Um Stunden verspätet aber doch, kommen wir schließlich gegen Abend am Parkplatz des
Wanderpfades zu den bunten Bergen an. Hier gibt es nicht viel – eine kleine Mini-Mercado-Hütte,
ein WC und zur Saison kann man sich einen Unterstand zum Schlafen mieten. Heute regnet es und
niemand ist da – außer uns. Wir igeln uns im Zebra ein, da es schon empfindlich kalt wird. Aktuell
befinden wir uns auf ca. 4.500 Höhenmetern – unsere Diesel-Heizung und unser Diesel-Kocher
funktionieren zu unserer Freude immer noch in diesen Höhen, obwohl die Hersteller selbst
gegenteilige Aussagen treffen. Unser Back-up – die Gasheizung – hat bis jetzt nichts zu arbeiten
gehabt.


Der nächste Morgen beginnt mal trüb und wir machen uns keinen Stress. So oder so – für die
bunten Berge brauchen wir eine halbwegs klare Sicht.

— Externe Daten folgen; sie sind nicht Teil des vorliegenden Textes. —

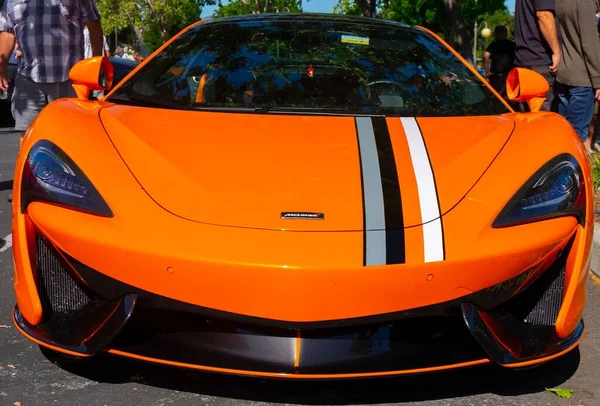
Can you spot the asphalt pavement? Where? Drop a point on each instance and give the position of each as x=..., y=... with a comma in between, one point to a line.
x=29, y=376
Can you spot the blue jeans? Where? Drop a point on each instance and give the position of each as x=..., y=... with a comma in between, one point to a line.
x=576, y=104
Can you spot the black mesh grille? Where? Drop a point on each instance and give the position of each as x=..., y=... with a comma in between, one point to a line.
x=60, y=294
x=545, y=311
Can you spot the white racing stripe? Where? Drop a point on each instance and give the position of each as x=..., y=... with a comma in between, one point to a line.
x=7, y=243
x=433, y=236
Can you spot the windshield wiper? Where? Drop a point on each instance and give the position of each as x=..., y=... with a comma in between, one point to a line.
x=143, y=102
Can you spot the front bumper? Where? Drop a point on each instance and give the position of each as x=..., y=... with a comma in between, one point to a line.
x=512, y=324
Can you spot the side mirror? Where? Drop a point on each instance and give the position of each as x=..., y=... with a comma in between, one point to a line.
x=91, y=74
x=527, y=86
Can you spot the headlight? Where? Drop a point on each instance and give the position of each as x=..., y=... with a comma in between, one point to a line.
x=51, y=176
x=556, y=190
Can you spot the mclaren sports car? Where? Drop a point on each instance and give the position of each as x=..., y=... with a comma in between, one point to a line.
x=303, y=196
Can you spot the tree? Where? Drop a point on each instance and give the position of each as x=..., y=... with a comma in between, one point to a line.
x=165, y=16
x=452, y=19
x=359, y=7
x=241, y=7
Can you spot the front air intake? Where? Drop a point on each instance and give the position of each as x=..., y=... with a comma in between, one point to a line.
x=546, y=309
x=70, y=312
x=60, y=295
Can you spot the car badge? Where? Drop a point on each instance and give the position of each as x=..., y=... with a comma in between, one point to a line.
x=294, y=215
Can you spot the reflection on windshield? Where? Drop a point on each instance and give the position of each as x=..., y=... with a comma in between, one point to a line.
x=310, y=65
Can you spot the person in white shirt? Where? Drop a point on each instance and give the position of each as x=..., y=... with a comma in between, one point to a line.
x=88, y=44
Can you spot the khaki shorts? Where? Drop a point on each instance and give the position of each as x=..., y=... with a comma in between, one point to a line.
x=30, y=98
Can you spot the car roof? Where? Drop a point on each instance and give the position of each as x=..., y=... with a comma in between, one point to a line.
x=306, y=17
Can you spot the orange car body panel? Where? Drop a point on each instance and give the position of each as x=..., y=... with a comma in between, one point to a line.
x=197, y=198
x=311, y=276
x=243, y=170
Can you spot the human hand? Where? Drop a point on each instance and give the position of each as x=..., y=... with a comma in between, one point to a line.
x=3, y=77
x=555, y=61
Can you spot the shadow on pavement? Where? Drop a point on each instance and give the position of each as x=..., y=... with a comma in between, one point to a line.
x=454, y=384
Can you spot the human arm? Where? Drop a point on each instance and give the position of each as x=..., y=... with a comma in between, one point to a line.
x=486, y=63
x=92, y=17
x=544, y=10
x=106, y=48
x=7, y=44
x=590, y=43
x=547, y=22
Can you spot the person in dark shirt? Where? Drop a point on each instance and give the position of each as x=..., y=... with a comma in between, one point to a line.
x=501, y=54
x=538, y=42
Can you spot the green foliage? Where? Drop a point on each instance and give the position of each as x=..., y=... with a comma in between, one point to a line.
x=242, y=7
x=561, y=393
x=435, y=14
x=149, y=17
x=347, y=7
x=500, y=17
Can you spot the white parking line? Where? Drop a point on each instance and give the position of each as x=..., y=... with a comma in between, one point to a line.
x=7, y=243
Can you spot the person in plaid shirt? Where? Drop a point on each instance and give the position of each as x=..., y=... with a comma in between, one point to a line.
x=50, y=36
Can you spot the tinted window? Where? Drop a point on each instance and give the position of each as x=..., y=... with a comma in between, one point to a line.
x=310, y=65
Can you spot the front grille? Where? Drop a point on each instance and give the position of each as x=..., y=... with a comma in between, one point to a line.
x=67, y=306
x=59, y=293
x=545, y=311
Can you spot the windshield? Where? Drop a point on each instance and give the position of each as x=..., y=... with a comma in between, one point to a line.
x=310, y=66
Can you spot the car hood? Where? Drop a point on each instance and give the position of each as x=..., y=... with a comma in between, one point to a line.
x=332, y=173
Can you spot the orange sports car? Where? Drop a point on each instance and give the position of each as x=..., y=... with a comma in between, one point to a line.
x=303, y=196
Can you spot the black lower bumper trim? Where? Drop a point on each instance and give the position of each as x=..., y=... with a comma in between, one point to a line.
x=509, y=341
x=96, y=333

Um 9.30, als wir gerade los wollen, bleiben
Ilka und Holger aus Deutschland nochmal stehen, die gestern auch spät hier angekommen waren.
Die beiden sind schon sehr früh Richtung bunte Berge am Weg gewesen und wollen jetzt weiter.
Wir tauschen noch Kontakte, denn die beiden sind Berchtesgaden- und Salzburgfans und halten sich im Sommer daher ohnehin in der Nähe auf. Als wir uns verabschieden voneinander ist es bereits 11.00 Uhr.


Wir zahlen unseren Wegzoll – auch wandern ist in Peru nicht kostenlos. Parallel zu den Wanderern
werden Konditionsschwache und Touristen, die die Höhe nicht vertragen mit den Pferden nach oben
transportiert. Das Tal hin zum Aussichtspunkt der bunten Berge ist wunderschön und erinnert uns
fast ein bisschen an Island. Bei unserem gemütlichen Tempo können wir die Aussicht gut genießen
– es sind zwar nur 500 Höhenmeter (bis auf 5.030m), aber die haben es in sich. Obwohl wir gut
akklimatisiert sind, können wir unser „normales“ Wandertempo in dieser Höhe vergessen. Auch
Gizmo spürt die Höhe und verringert dann doch irgendwann sein Tempo und teilt sich seine Kraft
ein. Trotz unseres Schleichgangs kommen wir dann doch irgendwann am Aussichtspunkt bei den
bunten Bergen an. Nachdem wir den zweiten Trupp, der nochmal den gleichen Wegzoll verlangt
erfolgreich abgewehrt haben können wir uns der unglaublichen, bunten Aussicht zuwenden.
Obwohl Wind und Wetter nicht ideal sind, können wir immer wieder einen guten Blick auf diese
unglaubliche Aussicht erhaschen – es sind tatsächlich bunte Berge – also so richtig bunt. Gestreift
bunt. Von pink bis grün alles dabei. In unserer Welt gibt es so etwas nicht. Wir staunen und staunen. Das schlechte Wetter wird in den folgenden 40 Minuten noch schlechter und wir frieren sehr – mit Besorgnis sehen wir die Regenfront, die auf uns zukommt. Da wir keine Lust haben noch mehr zu frieren und ich schon in Machu Picchu meiner Kameraausrüstung genügend zugemutet habe, beschließen wir den Rückweg anzutreten.


Auch diese Nacht lagern wir wieder am Parkplatz und wollen morgen dann retour nach Cusco.